Founder of the publishing unit Rose Issa Projects and Beyond Art Production, Rose publishes monographs and comprehensive catalogues addressing the current concerns and trends of the visual arts scene from the Arab world, Iran and Turkey. Recent titles include: Maliheh Afnan: Familiar Faces (2013); Nermine Hammam: Cairo Year One (2012); Raeda Saadeh: Reframing Palestine (2012), Farhad Ahrarnia: Canary in a Coal Mine (2011), Ayman Baalbaki: Beirut Again and Again (2011), Selma Gurbuz: Shadow of My Self (2011), Omid Salehi: a Photographer’s Journey Through Iran (2011), Fathi Hassan (2010); Parastou Forouhar: Art, Life and Death in Iran (2010) and Maliheh Afnan: Traces, Faces, Places (2009). Rose has also co-published the two major overviews on contemporary photography from the Middle East: Arab Photography Now (with Kehrer Verlag, 2011) and Iranian Photography Now (with Hatjie Kantz, 2008).

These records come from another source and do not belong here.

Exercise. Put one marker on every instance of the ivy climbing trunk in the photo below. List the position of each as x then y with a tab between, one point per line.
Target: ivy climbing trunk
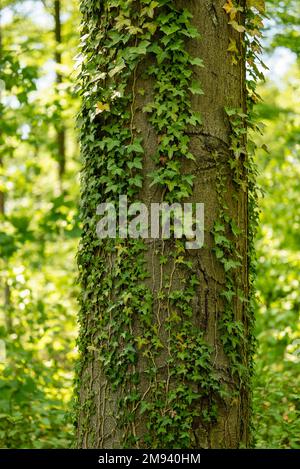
165	331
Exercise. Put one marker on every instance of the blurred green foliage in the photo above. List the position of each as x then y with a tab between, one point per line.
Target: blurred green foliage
38	227
39	232
277	382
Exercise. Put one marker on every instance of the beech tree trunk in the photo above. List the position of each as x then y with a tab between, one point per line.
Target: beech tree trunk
218	414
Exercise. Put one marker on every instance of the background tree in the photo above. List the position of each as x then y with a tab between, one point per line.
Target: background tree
166	332
39	230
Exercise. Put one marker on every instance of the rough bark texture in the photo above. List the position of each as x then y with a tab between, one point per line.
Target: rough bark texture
223	86
60	131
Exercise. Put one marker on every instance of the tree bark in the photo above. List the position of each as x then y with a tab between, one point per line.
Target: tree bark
223	84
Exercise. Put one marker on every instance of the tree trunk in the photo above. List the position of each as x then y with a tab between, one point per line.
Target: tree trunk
165	336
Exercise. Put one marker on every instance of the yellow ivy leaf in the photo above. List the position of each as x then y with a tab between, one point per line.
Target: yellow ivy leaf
238	27
232	46
100	107
258	4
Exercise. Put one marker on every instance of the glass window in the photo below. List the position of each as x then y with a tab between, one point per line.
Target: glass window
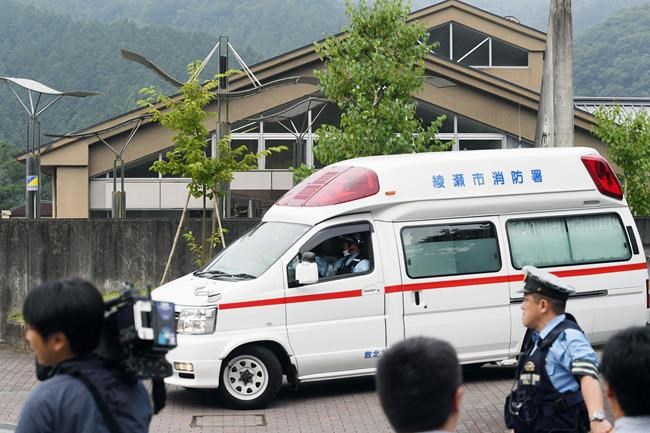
253	253
438	250
567	240
251	145
504	54
284	159
341	252
466	39
440	35
479	144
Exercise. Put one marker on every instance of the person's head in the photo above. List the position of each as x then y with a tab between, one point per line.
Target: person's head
545	297
64	319
351	243
418	383
625	365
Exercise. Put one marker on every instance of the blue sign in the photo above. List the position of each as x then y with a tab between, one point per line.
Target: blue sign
32	183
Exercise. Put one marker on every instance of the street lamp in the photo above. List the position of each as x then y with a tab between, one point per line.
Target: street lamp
32	161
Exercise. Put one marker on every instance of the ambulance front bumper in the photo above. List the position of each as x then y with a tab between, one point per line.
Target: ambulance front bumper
195	362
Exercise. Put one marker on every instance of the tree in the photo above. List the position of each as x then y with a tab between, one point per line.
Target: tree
12	177
371	73
186	115
627	137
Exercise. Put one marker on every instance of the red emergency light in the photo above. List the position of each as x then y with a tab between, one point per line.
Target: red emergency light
332	186
603	176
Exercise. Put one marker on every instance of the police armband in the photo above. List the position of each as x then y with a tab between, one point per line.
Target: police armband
584	367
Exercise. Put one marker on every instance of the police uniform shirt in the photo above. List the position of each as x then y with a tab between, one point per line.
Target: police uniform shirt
569	356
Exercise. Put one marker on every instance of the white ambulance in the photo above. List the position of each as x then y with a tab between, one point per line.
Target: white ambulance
442	238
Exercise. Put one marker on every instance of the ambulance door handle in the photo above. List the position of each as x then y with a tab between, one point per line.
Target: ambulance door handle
370	291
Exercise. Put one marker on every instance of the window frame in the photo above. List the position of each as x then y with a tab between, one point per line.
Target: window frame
565	217
329	233
452	224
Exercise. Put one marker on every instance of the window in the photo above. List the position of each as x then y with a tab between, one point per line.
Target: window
473	48
572	240
437	250
341	251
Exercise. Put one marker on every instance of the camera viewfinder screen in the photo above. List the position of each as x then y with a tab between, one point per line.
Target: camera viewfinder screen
164	326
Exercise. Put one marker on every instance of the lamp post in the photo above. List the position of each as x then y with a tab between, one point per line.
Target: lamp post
35	92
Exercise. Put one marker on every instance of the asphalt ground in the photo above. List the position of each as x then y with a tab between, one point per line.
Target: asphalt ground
348	405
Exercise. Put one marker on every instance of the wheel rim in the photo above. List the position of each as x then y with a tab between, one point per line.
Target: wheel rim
245	377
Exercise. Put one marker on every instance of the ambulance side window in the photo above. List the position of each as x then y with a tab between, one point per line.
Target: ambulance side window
341	252
571	240
450	249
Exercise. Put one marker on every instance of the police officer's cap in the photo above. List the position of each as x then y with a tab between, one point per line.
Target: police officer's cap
546	284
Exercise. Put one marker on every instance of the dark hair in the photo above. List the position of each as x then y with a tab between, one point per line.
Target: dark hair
71	306
416	382
626	367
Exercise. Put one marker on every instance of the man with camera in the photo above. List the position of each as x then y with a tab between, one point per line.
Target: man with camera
64	320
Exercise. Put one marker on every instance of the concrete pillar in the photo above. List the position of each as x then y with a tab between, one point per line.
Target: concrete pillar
562	72
556	113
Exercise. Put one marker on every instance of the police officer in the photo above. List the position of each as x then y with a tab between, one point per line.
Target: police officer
556	385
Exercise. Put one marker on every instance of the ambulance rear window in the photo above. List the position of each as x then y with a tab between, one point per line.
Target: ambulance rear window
562	241
332	185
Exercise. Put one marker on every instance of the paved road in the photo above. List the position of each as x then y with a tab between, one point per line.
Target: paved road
334	406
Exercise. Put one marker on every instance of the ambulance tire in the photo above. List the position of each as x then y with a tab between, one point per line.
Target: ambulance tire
250	378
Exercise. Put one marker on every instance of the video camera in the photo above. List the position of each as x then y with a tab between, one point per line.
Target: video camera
137	334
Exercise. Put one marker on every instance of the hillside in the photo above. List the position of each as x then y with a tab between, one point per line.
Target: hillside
613	59
66	54
270	26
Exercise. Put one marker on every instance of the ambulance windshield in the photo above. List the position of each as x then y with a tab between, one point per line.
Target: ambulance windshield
253	253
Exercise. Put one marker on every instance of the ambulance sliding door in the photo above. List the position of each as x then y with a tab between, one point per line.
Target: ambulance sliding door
455	285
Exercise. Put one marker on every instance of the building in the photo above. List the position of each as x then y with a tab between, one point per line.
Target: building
485	76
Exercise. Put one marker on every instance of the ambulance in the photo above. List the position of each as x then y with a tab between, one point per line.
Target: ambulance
444	236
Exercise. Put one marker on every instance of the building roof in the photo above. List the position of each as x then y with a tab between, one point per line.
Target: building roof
629	105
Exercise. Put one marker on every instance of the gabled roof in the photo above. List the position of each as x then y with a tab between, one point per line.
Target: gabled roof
300	59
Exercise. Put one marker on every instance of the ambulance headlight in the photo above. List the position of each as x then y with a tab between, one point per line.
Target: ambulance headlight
197	321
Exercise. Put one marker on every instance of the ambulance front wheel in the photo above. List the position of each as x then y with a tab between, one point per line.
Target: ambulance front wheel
250	378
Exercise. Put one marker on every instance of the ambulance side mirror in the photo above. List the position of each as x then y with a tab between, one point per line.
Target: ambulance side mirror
307	270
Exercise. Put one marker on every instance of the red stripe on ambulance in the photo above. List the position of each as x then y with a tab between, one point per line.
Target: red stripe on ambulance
431	285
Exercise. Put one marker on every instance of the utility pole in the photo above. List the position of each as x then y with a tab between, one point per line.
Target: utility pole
556	111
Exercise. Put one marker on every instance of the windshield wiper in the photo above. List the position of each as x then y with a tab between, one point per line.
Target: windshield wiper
218	274
213	273
243	276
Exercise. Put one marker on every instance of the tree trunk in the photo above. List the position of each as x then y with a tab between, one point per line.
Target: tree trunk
178	235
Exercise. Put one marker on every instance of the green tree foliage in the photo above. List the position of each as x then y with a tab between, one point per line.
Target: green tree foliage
371	73
612	59
186	115
628	144
12	178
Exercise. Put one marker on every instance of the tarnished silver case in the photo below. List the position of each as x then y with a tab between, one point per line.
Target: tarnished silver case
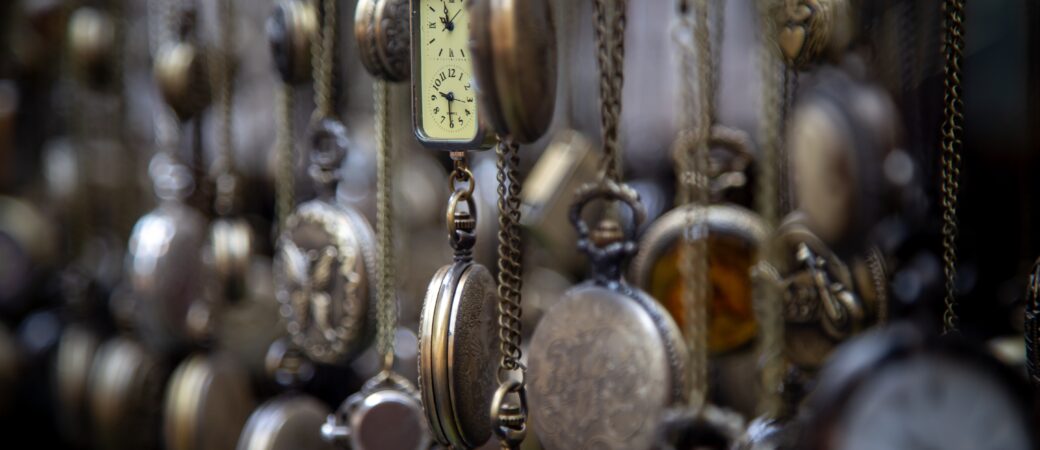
458	353
605	364
325	281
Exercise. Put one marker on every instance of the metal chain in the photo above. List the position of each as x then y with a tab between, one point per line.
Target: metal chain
286	154
510	257
387	299
611	18
224	72
771	343
322	57
953	127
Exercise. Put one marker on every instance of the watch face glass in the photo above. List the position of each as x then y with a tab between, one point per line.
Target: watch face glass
932	402
447	99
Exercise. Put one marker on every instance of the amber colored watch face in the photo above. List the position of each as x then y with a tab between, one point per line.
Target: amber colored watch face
731	319
447	97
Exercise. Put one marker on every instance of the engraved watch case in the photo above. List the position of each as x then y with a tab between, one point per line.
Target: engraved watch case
605	345
325	261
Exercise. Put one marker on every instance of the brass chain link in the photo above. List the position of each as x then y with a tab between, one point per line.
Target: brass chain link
510	257
953	127
323	59
286	171
768	299
609	29
386	293
224	74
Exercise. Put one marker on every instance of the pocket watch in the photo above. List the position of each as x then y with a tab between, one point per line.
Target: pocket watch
207	402
459	338
381	27
385	415
606	361
901	388
164	260
513	46
323	262
842	138
735	235
126	396
287	422
445	112
75	353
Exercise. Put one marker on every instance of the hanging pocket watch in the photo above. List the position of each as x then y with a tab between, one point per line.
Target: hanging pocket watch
164	259
126	396
208	400
606	346
286	422
385	415
323	263
735	236
514	49
901	388
459	338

Film from the Arab World and Iran
In 1982 Rose Issa launched the first-ever Arab Film Festival in Paris and worked with the Delegations Etrangères at the Cannes Film Festival (1983-1985). For a further 26 years until 2008, she curated Arab and Iranian film seasons in Britain and abroad. She was special advisor to The Berlinale (2003-2007); the International Rotterdam Film Festival (1996-2002); the London International Film Festival (1987-2003); and The British Film Institute (1988-1995). She also curated Arab and Iranian film seasons at The National Film Theatre (“Hollywood on the Nile”, 2003; “Art and Life: The New Iranian Cinema”, 1999; “First Arab Film Festival”, 1987); the Barbican (“Unveiled Lives: Women and Iranian Cinema”, 2001; “Melodramas, Comedies, and Mysteries: North African Film”, 1995). In addition she curated a season of Iranian films for Britain’s Channel 4 (2005) and collaborated with them on “Cinema Iran”, a series of documentaries on Iranian cinema. She also realised the documentary, “Moving Pictures: Tunisian Women Film Directors”, for BBC2 TV (1995).